One of the worst things a programmer can be is a monotheist, a single language and platform developer. Whether you are a corporate programming drone, or a hot-shot indie, you should be a software polytheist.

It all starts with recruiters and job ads. “Looking for a C# programmer with 5 years experience”, “Looking for a Java back-end developer who understands spring and hibernate”, “Looking for a COBOL programmer to keep our ancient accounting system running”. These are jobs requiring a single skill, for a single project for a single line of business. Don’t take them. The employer will lock you in to that skill and project, you’ll start by having fun in development and end up spending a career bored and unappreciated in maintenance. And when the product dies, so does your career.

Monotheism in programming is too easy to get stuck with. The more time you spend on a platform, the more likely you are to get the next job that requires those skills. The more time you spend in a language, the less chance of you getting work in another language or platform. Making the switch is hard, staying the course is easier.

Platforms grow, change, and rise and fall in popularity. The language and platform you are using today is most certainly not the language and platform where the hot and paying jobs will be in the future. Monotheists live and die by the current platforms, polytheists grow in skill, career, wealth and experience by moving across platforms and languages. Polytheists get the next jobs and the promotions. Monotheists become ’too valuable’ to move as they are the only luddites who know the old platforms, their careers stagnate, and it’s cheaper to replace them with a young monotheist in the new game than to ‘retrain’ the old person in a new platform.

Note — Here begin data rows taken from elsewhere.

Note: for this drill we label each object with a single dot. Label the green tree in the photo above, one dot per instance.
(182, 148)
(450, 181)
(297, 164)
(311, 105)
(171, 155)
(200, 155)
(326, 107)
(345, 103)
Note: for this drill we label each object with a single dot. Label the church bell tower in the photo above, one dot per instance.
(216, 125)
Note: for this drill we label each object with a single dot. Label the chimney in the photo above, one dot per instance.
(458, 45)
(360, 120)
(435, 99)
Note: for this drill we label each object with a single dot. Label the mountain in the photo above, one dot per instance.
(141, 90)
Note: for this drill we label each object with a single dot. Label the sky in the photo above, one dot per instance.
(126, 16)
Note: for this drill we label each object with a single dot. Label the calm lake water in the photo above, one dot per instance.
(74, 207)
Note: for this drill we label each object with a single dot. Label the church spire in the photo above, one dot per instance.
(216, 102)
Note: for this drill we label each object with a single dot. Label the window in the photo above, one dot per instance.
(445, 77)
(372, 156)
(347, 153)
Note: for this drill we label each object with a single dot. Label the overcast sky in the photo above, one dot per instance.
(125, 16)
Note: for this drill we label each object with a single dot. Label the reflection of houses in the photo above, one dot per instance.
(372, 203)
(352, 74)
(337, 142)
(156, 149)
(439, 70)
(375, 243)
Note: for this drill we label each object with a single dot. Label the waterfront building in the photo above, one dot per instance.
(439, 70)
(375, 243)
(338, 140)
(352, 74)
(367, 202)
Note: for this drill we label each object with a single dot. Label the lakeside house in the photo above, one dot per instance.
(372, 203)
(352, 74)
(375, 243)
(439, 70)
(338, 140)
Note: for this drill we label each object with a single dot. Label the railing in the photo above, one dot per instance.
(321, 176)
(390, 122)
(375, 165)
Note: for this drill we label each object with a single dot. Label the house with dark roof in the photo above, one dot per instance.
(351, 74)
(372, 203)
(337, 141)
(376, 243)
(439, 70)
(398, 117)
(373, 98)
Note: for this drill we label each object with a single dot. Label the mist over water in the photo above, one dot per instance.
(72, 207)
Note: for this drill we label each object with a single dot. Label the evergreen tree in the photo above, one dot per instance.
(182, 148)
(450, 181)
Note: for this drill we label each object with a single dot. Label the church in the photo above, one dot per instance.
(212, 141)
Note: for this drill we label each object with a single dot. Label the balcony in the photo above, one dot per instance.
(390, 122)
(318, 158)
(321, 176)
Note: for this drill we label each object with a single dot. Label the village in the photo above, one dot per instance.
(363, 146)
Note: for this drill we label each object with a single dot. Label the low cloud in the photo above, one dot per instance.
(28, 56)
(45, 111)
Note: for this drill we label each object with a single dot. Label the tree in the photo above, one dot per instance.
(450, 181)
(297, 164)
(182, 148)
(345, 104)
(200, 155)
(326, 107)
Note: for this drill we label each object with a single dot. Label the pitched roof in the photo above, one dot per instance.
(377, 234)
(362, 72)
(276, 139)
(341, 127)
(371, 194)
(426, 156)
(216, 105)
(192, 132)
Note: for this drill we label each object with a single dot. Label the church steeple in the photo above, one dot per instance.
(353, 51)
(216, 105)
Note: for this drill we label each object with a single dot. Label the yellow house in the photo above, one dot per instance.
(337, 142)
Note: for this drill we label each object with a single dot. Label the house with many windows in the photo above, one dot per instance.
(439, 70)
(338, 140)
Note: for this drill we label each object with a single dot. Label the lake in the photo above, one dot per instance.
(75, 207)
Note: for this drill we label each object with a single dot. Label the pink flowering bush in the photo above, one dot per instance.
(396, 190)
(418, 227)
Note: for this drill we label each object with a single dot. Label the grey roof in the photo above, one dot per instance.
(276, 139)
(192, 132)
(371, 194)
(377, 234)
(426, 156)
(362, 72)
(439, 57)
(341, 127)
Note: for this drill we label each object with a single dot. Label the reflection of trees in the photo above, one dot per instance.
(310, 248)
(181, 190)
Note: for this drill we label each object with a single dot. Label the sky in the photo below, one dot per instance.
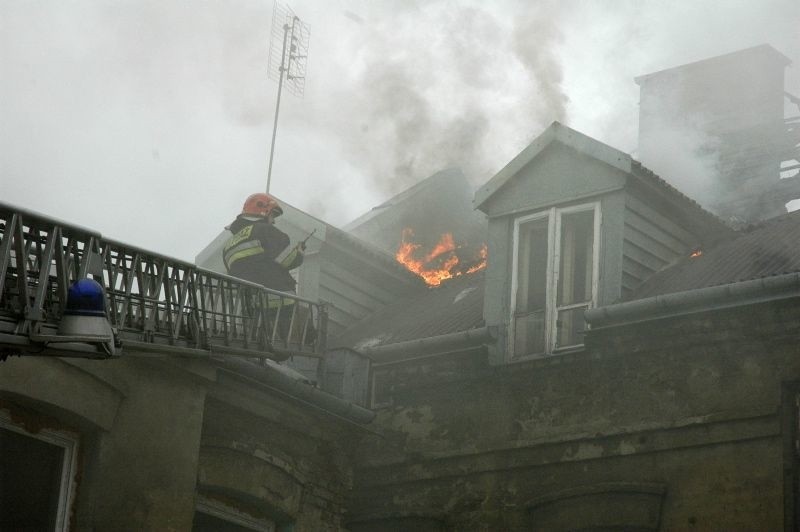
(151, 121)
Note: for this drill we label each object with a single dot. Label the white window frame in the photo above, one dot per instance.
(553, 216)
(69, 467)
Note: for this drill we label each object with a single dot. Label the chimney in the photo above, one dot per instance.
(733, 106)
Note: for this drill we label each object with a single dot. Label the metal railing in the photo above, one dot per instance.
(153, 302)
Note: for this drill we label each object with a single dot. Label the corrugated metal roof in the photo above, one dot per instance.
(454, 306)
(767, 249)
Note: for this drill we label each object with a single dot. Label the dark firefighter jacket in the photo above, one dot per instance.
(252, 251)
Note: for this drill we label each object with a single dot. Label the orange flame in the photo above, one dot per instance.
(439, 263)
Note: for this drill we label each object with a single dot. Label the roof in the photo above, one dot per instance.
(603, 153)
(765, 250)
(555, 132)
(454, 306)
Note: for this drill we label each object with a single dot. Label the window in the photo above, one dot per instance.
(38, 476)
(554, 278)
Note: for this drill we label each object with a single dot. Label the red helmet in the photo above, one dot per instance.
(260, 204)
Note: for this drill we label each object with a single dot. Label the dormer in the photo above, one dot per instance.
(576, 224)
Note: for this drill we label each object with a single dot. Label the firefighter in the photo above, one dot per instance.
(251, 252)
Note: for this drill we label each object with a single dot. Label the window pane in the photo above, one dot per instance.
(30, 482)
(529, 334)
(575, 266)
(570, 326)
(532, 267)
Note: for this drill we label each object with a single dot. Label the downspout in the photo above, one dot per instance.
(691, 301)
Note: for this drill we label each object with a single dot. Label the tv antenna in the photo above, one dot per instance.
(290, 35)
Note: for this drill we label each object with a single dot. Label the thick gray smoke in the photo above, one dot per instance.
(434, 81)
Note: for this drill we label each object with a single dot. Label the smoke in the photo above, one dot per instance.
(395, 92)
(687, 157)
(432, 84)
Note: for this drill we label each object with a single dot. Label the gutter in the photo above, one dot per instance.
(390, 353)
(700, 300)
(297, 390)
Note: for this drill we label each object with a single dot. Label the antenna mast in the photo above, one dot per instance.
(291, 36)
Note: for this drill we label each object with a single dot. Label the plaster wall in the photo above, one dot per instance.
(685, 416)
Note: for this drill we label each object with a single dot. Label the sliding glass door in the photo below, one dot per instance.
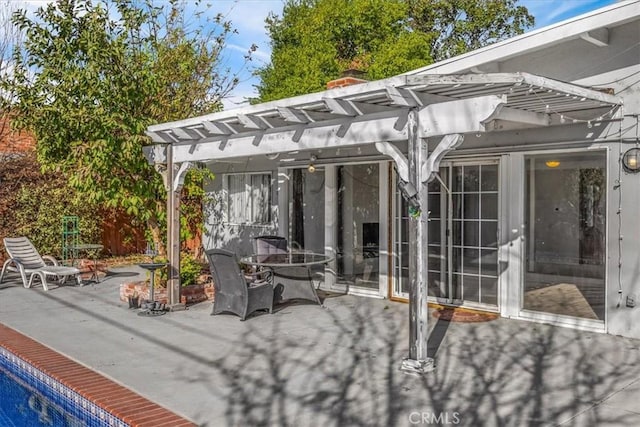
(463, 236)
(565, 208)
(358, 239)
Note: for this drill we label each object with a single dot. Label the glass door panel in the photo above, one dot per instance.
(565, 205)
(306, 201)
(463, 236)
(358, 246)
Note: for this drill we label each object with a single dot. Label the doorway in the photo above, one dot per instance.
(565, 222)
(463, 236)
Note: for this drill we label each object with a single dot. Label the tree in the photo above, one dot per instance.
(10, 39)
(315, 40)
(91, 78)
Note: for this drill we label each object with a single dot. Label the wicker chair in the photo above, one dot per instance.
(233, 293)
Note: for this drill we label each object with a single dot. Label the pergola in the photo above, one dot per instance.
(403, 109)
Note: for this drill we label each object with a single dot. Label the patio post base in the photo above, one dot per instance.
(176, 307)
(417, 367)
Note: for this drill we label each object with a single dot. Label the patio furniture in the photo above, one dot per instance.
(269, 245)
(233, 293)
(291, 273)
(153, 308)
(25, 260)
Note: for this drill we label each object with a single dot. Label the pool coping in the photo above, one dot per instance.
(116, 399)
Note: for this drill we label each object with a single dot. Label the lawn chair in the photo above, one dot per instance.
(233, 293)
(25, 259)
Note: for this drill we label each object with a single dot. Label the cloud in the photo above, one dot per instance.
(548, 12)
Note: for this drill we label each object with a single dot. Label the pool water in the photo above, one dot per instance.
(29, 397)
(22, 405)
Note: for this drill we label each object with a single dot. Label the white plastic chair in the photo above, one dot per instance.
(25, 260)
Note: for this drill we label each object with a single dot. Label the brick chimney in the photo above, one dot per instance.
(14, 142)
(347, 78)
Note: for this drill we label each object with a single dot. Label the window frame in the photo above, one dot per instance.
(249, 201)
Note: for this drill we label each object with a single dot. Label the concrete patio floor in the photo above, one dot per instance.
(311, 366)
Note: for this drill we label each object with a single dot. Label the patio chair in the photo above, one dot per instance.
(25, 260)
(233, 293)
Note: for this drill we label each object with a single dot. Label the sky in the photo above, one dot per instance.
(247, 17)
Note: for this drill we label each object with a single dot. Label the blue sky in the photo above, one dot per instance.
(248, 18)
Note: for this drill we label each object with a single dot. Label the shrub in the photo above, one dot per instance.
(39, 215)
(32, 204)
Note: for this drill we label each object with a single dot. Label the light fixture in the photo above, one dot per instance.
(312, 167)
(631, 160)
(552, 163)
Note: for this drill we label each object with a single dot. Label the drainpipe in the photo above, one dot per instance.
(173, 233)
(418, 360)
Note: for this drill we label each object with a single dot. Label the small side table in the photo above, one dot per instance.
(92, 250)
(152, 267)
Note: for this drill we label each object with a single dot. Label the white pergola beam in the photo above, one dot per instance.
(598, 37)
(341, 107)
(463, 116)
(181, 133)
(218, 128)
(403, 97)
(402, 164)
(432, 165)
(282, 141)
(251, 121)
(522, 116)
(293, 115)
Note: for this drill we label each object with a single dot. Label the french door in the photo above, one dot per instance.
(463, 236)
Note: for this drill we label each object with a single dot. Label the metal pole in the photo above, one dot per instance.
(173, 234)
(417, 362)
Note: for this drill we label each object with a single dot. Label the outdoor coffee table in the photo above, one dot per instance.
(291, 273)
(92, 250)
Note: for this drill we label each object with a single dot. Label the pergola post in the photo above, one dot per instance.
(418, 361)
(173, 232)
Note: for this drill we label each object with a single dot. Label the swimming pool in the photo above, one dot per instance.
(31, 398)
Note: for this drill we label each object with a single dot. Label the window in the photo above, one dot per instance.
(248, 198)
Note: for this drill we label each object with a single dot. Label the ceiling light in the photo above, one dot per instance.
(631, 160)
(552, 163)
(312, 167)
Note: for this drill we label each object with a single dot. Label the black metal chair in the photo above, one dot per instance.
(232, 291)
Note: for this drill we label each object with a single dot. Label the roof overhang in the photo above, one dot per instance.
(377, 111)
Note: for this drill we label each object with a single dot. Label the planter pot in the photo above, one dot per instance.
(134, 302)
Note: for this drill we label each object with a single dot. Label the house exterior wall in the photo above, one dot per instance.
(615, 68)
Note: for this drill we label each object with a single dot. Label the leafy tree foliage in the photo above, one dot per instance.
(315, 40)
(90, 79)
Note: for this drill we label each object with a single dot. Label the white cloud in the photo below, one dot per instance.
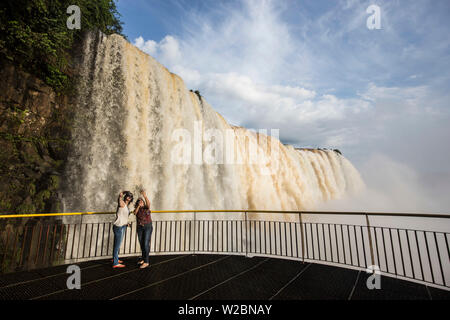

One of the great things about programming polytheism is the ability to use patterns and techniques from one platform in another. MVC in Javascript using Backbone.js is an excellent example of taking patterns from other platforms and applying it to scripting the browser. I finally understood delegate patterns using Cocoa and applied them in both C# and Rails projects. I finally got blocks in Ruby and applied them in Objective-C. In short, programming polytheism makes you a better programmer.

Programming polytheism also allows you to use the right tool for the right job. C++ is a rotten scripting language, yet many organizations have C++ glue code. Monotheism leads to IT departments that take three months to solve problems that take 5 line ruby scripts to fix in minutes.

So if you are a back-end C# developer, learn HTML5 and Javascript. If you are a Java programmer, learn Ruby or Python. If you only know Windows, learn UNIX. Try to learn something new at work. If you cannot, do it at home on evenings and weekends.

And then beg, nag, plead, and do whatever it takes to use these new skills on your next project. It will not only enhance your career and enjoyment of your work, but will extend it indefinitely. And your company will be more nimble and productive than ever.


I was thinking about the above when I wrote the other two articles on this day (Objective-C and iOS and Ruby on Rails). I was thinking about the differences in languages and platforms I used this year and realized that I had a ball using all of them, made better products because of my experience is a diverse set of tools and platforms, and noticed that my career has been better for it. Programming polytheism for the win.